The projection in unfunded liability in the next 75 years increased from $12.7 trillion in 2005 Medicare Trustee report to $34.2 trillion in 2007. The 2008 report estimated the unfunded liabilities will increase to $100 trillion in 75 years. These numbers are estimates for seniors only. If President Obama extends Americans covered under the public option the unfunded liability will be higher. The only way to cover these costs is to increase taxes, decrease coverage or both.

In 2006, total Medicare expenditures were $408 billion, or approximately 3.1 percent of GDP. But as a share of GDP, Medicare expenditures are projected to double to 6.5 percent by 2030 and nearly quadruple to 11.3 percent by 2081.

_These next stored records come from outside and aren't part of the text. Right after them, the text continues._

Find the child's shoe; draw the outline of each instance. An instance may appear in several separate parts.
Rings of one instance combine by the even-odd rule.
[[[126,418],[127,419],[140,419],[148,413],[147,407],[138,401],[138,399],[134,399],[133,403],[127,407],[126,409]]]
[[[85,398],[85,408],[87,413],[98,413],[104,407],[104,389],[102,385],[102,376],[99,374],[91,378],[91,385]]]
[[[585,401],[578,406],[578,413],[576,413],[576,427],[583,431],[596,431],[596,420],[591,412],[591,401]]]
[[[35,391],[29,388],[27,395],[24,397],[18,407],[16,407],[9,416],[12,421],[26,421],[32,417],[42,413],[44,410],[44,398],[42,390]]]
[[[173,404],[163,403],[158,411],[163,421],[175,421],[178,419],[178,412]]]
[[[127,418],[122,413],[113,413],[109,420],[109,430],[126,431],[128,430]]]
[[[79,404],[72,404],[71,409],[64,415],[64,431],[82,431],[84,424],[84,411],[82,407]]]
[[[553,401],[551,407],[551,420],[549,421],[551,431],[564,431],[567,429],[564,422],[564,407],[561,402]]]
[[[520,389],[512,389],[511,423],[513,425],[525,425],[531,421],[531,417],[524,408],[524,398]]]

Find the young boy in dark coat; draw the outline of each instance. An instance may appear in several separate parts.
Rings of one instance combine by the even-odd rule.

This was a 2007 estimate. In 2008 the estimate doubled. President Obama’s healthcare reform plan will knock the ball out of the park. $1 or $2 trillion dollars is a lot of money. $100 trillion dollars is unimaginable.

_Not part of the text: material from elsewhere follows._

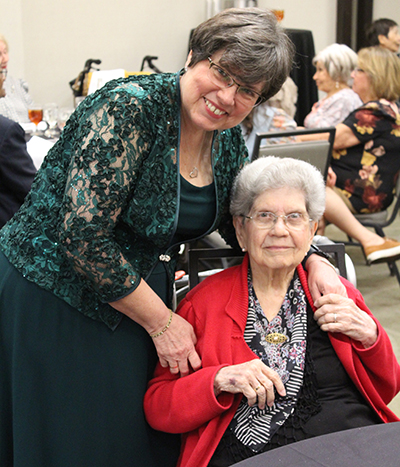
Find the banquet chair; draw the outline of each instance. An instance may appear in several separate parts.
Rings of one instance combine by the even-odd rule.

“The Medicare Trustees report shows that Medicare poses the single greatest challenge to taxpayers of all government programs.”

 

In 2005 Senator Judd Gregg R-NH, President Obama’s choice for Secretary of Commerce expressed the need for fiscal responsibility while the U.S. Comptroller General could not express the urgency in more graphic terms.

[W]e as a Congress has an obligation to try to fix [those entitlement programs] today so that they don’t end up bank­rupting our children and our children’s children tomorrow.

Senator Judd Gregg (R–NH)[1]

There is no way we are going to deliver all the Medicare promises that have been made. No way.

David M. Walker, U.S. Comptroller General[2]

Now we are hearing from President Obama that we cannot afford not to spend the money. The common invective about the Democratic Party is they are the tax and spend party. President Obama is turning the invective around. He plans to spend and then tax.

The administration is not testing reality. Government estimates are usually notoriously underestimated. In recent weeks the CBO estimated a $1 trillion dollar increase in the next ten years if the government adopts Ted Kennedy’s plan. $1trillion dollars is a big number. I believe the Congressional Budget Office is being kind to Ted Kennedy’s bill and the estimate of costs of the public option.

The Centers for Medicare and Medicaid Services (CMS), the agency that runs the Medicare program, gen­erated its own estimate in 2003 and has continued to do so every year since the bill’s enactment. Though not made public until 2004, the CMS’s 2003 estimate was $534 billion dollars in unfunded liabilities for the period 2004 to 2013. In CMS’s February 2005 estimate, the 10-year price tag of the drug provision is $724 billion dollars for the period 2006 to 2015.

Americans are being numbed by the numbers. A trillion here, several trillion dollars there and everything will be alright. Today the Medicare estimated unfunded liability will increase by $2 trillion in just one year without President Obama’s healthcare reform.

If the government really wanted to reform the healthcare system, be able to afford universal care and increase the quality of care to increase the health of the nation he would focus on the real problems in the healthcare system as I have outlined them.

The opinions expressed in the blog “Repairing The Healthcare System” are, mine and mine alone.